Australian photographer and videographer Tracey Nearmy has worked for numerous publications throughout Australia and overseas over the past 20 years. She graduated from the Queensland College of Art (Grifith University) with a Bachelor’s Degree in Photojournalism, and has received national recognition for her work in Cross Projections, the Reportage Photojournalism Festival and at the Walkley Slide Nights. She is currently based in Canberra working with the Australian National University team, and specialises in editorial and sports, as well as works with clients in the disability sector and NGO’s. Tracey is a member of Australian photojournalism collective AUSWIP. In 2012, she won the Head On Portrait Prize and has exhibited in group and solo exhibitions throughout her career.

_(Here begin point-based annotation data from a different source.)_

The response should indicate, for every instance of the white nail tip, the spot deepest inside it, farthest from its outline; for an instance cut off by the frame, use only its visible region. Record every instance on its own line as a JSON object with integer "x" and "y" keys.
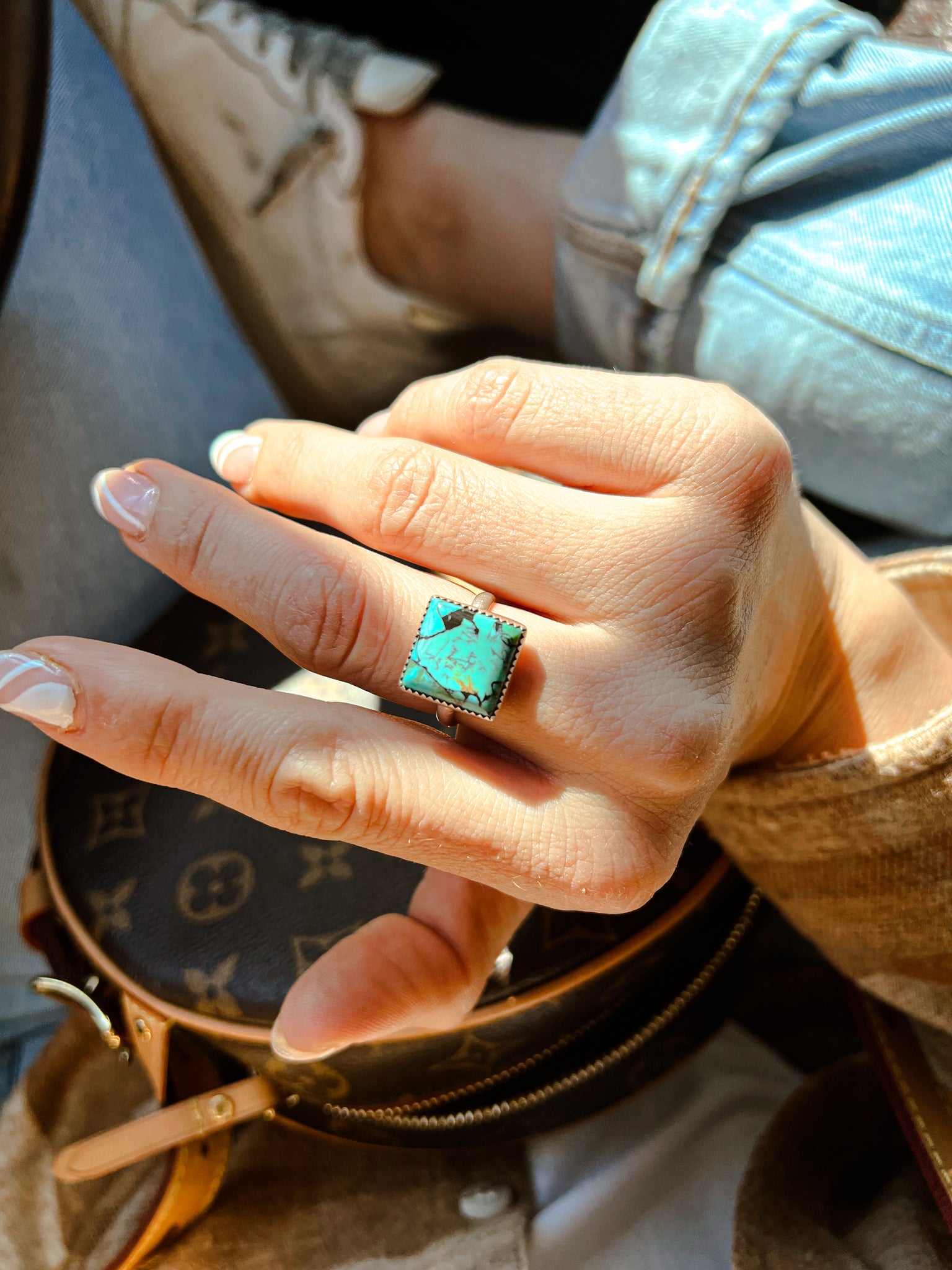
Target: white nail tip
{"x": 52, "y": 704}
{"x": 226, "y": 443}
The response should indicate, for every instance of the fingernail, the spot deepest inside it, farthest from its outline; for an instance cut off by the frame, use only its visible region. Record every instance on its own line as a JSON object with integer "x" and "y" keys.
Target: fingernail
{"x": 281, "y": 1047}
{"x": 38, "y": 690}
{"x": 375, "y": 425}
{"x": 234, "y": 456}
{"x": 125, "y": 499}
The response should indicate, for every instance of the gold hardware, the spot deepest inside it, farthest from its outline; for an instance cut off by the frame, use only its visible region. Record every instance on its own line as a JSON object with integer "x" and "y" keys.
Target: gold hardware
{"x": 407, "y": 1116}
{"x": 221, "y": 1108}
{"x": 59, "y": 988}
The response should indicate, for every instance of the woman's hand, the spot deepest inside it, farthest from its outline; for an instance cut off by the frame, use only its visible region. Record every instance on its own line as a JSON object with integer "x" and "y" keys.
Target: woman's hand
{"x": 683, "y": 615}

Cameron Spencer is an award-winning Chief Photographer at Getty Images in Sydney, Australia. In 1999 Cameron attained a bachelor’s degree in visual communication majoring in photography, his career began working as an assistant and freelance photographer. In 2002 Cameron started working at Getty Images in Sydney as a Picture Desk editor then Assignments Editor and, after many weekends being mentored by several senior Getty Images photographers and industry leaders, in 2004 the self-confessed sports fanatic became a staff photographer specialising in photographing sport and portraiture.

Over the past two decades, Cameron has covered major events including eight Olympic Games, four Commonwealth Games, five Rugby World Cups, two Asian Beach Games, two New Zealand Winter Games, two IAAF World Athletics Championships, the FIFA World Cup in South Africa and Brazil and International Cricket including the ICC One Day World Cup and multiple Ashes test series. Cameron’s work is regularly published in newspapers, magazines and online around the world. Publications include The Sydney Morning Herald, The Australian, The Daily Telegraph, The Independent, The Times, The Washington Post, The New York Times, Inside Sport and Sports Illustrated. His awards and accolades include: 2015 Picture of the Year International 72nd — Sports Photographer of the Year 1st Place; 2015 NPPA Best of Photojournalism — Sports Photojournalist of the Year 1st Place; 2014, 2016 and 2022 Australian Media Alliance Walkley Awards — Sports Photography Winner; 2017 World Press Photo — Sports Singles 2nd Place; 2017 NPPA Best of Photojournalism — Rio Olympics Single Picture 1st Place; 2021 World Sports Photography Awards — Best Sports Image of the Past 25 Years Silver Award; 2021 World Sports Photography Awards — Best Athletics Picture of the Past 25 Years Gold Award.